L’auteure et le metteur en scène sont sensibles au folklore du hockey. Avant le début du spectacle, sur un fond de bruits associés au hockey (patin sur la glace, rondelle frappée par un bâton), un quiz est proposé aux spectateurs, sur l’écran géant. Des questions portent sur l’histoire du hockey en général, d’autres sur le hockey à Montréal (l’émeute Maurice-Richard de 1955) ou à Calgary («Who is the Flames’ Mascot ?»). Le spectacle s’ouvre sur l’hymne national canadien, en version bilingue, interprété par une jeune femme portant le maillot de l’équipe de Calgary. La bande musicale est soignée, avec son lot de succès du siècle dernier («Eye of the Tiger», «Na Na Na Na Hey Hey Good Bye», «Hit me with your Best Shot», «We Are the Champions»), mais on y entend aussi la célèbre «The Hockey Song» (1972) de Stompin’ Tom Connors. Le contenu est calibré selon le public, du moins à Montréal : en 1989, les Flames y ont gagné la Coupe Stanley contre les Canadiens, «your guys», dit le hockeyeur-comédien parlant directement au public; les fantômes du Forum sont évoqués, de même que plusieurs joueurs de l’équipe, Maurice Richard, Jean Béliveau, Guy Lafleur, Guy Carbonneau. Les superstitions de Fleury (avant chaque match, mettre le genou sur la glace, ramasser des copeaux de glace et les lancer dans les airs, se signer) sont expliquées et montrées. La Coupe Stanley a droit à une présentation à part (et à des caresses).

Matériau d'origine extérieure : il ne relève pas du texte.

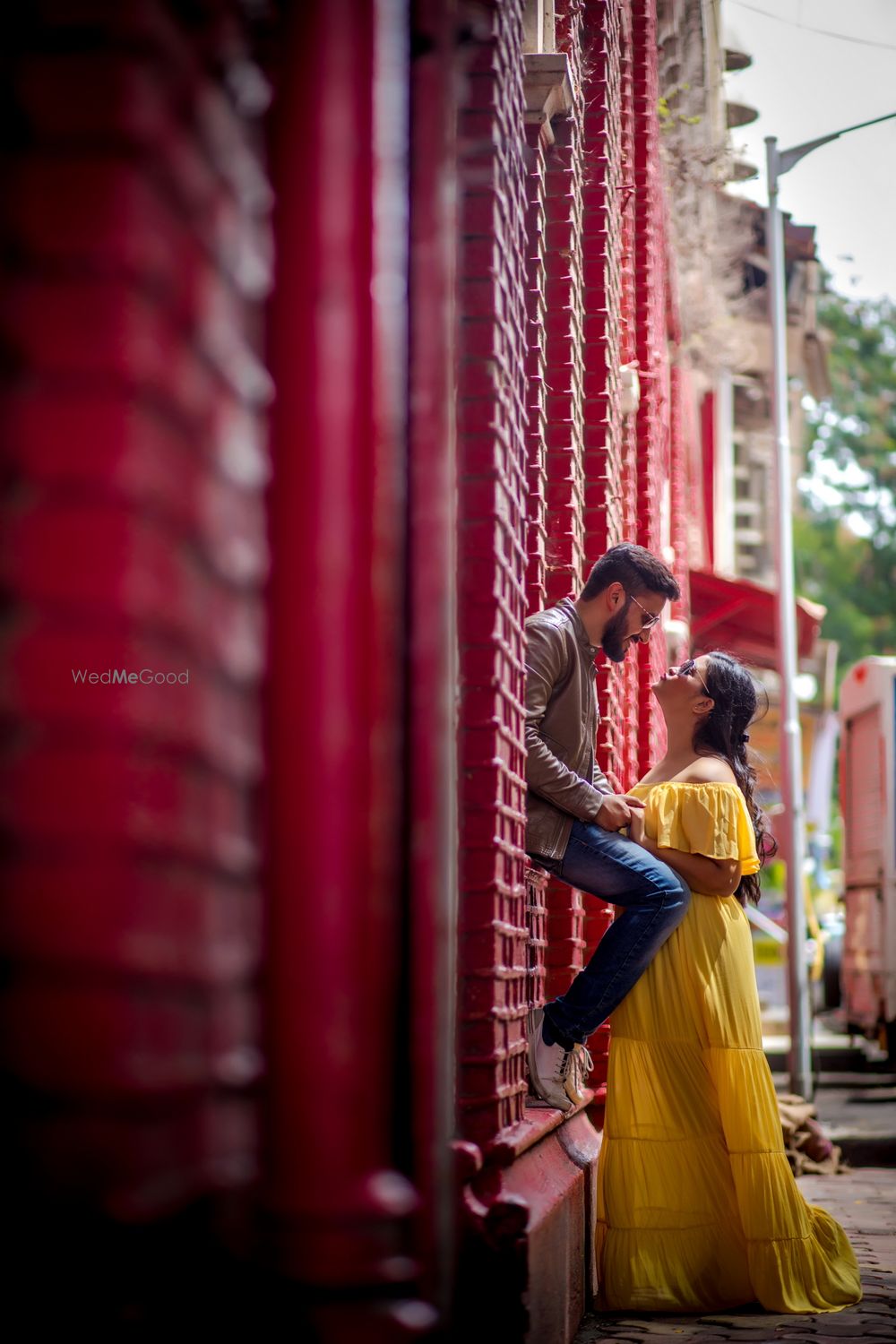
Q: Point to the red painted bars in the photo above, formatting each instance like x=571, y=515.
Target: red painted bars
x=492, y=460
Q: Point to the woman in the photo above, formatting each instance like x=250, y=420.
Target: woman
x=697, y=1207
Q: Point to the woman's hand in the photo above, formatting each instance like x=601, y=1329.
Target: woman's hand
x=635, y=825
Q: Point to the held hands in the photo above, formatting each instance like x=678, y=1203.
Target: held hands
x=621, y=809
x=635, y=827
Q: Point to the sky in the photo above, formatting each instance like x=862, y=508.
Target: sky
x=805, y=85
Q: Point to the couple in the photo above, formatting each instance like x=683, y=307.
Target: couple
x=697, y=1207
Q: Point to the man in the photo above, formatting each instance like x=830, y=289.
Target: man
x=573, y=814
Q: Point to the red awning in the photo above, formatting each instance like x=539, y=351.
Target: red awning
x=739, y=617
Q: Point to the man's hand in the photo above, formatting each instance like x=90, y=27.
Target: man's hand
x=616, y=811
x=635, y=827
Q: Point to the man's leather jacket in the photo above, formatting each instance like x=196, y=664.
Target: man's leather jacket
x=560, y=728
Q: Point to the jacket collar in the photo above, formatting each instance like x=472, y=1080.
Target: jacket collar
x=581, y=633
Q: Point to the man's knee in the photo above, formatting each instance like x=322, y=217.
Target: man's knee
x=672, y=892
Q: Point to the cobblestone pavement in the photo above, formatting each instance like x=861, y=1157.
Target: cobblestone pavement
x=864, y=1201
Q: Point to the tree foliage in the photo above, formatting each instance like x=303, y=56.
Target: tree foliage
x=845, y=534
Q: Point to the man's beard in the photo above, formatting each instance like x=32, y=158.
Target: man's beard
x=611, y=640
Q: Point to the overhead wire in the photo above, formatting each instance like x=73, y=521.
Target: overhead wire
x=823, y=32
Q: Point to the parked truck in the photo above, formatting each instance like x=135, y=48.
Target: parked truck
x=868, y=806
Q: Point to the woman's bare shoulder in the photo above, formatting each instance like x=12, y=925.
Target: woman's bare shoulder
x=708, y=771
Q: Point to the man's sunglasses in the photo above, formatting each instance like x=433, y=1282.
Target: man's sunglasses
x=651, y=617
x=686, y=668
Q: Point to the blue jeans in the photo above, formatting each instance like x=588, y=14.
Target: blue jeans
x=653, y=900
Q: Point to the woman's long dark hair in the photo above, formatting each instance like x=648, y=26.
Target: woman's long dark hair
x=723, y=733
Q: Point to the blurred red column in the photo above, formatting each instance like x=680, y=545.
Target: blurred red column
x=338, y=1207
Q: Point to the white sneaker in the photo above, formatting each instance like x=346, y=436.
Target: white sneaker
x=549, y=1066
x=579, y=1073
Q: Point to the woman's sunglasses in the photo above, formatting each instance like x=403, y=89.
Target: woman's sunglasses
x=686, y=668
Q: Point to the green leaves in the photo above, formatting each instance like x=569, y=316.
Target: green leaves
x=845, y=535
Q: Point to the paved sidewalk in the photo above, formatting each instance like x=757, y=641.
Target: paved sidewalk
x=864, y=1201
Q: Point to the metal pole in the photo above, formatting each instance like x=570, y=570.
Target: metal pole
x=791, y=790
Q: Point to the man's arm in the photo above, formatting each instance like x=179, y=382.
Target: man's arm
x=544, y=773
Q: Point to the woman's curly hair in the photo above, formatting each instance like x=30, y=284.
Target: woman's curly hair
x=723, y=733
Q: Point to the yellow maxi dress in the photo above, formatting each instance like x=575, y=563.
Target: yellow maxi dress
x=697, y=1207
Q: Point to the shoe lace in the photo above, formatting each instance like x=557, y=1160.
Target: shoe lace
x=563, y=1064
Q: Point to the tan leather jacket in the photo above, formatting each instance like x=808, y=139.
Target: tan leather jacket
x=560, y=728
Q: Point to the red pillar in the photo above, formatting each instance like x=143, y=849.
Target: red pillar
x=650, y=344
x=564, y=378
x=134, y=542
x=492, y=461
x=427, y=1086
x=338, y=1207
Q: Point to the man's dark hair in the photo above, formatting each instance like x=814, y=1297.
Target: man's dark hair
x=635, y=569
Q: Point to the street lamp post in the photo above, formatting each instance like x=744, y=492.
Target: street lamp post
x=778, y=163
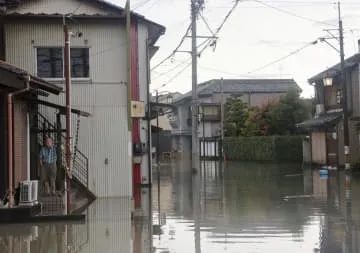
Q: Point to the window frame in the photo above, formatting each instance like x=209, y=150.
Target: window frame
x=63, y=62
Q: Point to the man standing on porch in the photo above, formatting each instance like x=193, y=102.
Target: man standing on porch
x=48, y=159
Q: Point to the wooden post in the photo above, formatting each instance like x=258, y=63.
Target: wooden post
x=59, y=163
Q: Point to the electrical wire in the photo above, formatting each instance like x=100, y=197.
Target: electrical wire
x=291, y=13
x=283, y=58
x=207, y=24
x=189, y=62
x=170, y=70
x=141, y=4
x=210, y=42
x=176, y=48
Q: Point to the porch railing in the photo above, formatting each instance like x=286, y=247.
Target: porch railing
x=80, y=168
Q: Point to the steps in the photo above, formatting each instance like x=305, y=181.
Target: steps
x=55, y=205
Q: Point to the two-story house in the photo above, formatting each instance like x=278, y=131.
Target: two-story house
x=32, y=37
x=255, y=92
x=326, y=128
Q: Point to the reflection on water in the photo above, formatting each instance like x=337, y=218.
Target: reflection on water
x=226, y=208
x=257, y=208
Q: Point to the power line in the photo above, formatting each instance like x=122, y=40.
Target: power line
x=141, y=4
x=176, y=75
x=211, y=42
x=291, y=13
x=207, y=24
x=170, y=70
x=283, y=58
x=176, y=48
x=188, y=63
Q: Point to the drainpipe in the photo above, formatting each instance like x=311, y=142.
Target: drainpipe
x=10, y=138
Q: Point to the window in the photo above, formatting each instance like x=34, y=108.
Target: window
x=211, y=110
x=50, y=62
x=79, y=62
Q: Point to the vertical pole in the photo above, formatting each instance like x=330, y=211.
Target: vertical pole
x=222, y=116
x=68, y=114
x=59, y=150
x=129, y=81
x=203, y=121
x=344, y=90
x=194, y=107
x=10, y=151
x=149, y=115
x=157, y=133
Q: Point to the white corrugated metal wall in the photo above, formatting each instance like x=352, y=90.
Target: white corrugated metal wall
x=143, y=79
x=109, y=226
x=103, y=135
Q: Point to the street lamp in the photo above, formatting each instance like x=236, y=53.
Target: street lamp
x=169, y=99
x=328, y=81
x=343, y=90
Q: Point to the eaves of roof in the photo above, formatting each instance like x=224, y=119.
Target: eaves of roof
x=335, y=70
x=34, y=81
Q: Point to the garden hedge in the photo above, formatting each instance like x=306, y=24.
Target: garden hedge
x=264, y=148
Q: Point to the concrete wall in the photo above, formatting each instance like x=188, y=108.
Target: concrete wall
x=104, y=135
x=318, y=147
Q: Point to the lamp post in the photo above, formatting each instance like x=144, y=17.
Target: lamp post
x=327, y=81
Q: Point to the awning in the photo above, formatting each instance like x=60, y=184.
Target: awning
x=61, y=108
x=161, y=108
x=323, y=121
x=35, y=82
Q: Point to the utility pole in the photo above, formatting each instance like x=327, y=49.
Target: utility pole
x=68, y=115
x=222, y=116
x=344, y=93
x=157, y=133
x=194, y=102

Puis, à la fin, ça se gâte. Après la pluie de gants de la première partie, les faux flocons de la deuxième — hiver canadien oblige — paraissent bien convenus. Surtout, la fin du spectacle est moralisatrice, avec son message sur la nécessité de croire en soi-même pour se tirer de situations que l’on ne souhaite plus vivre. L’Oreille a alors eu l’impression d’assister à une publicité pour une agence vendant de la croissance personnelle. Le théâtre avait disparu.

C’est dommage, car le reste de Playing with Fire. The Theo Fleury Story valait mieux que cela.

P.-S.—La pièce est tirée de l’autobiographie publiée par Fleury en 2009. Elle a été créée en 2012 et elle tourne depuis.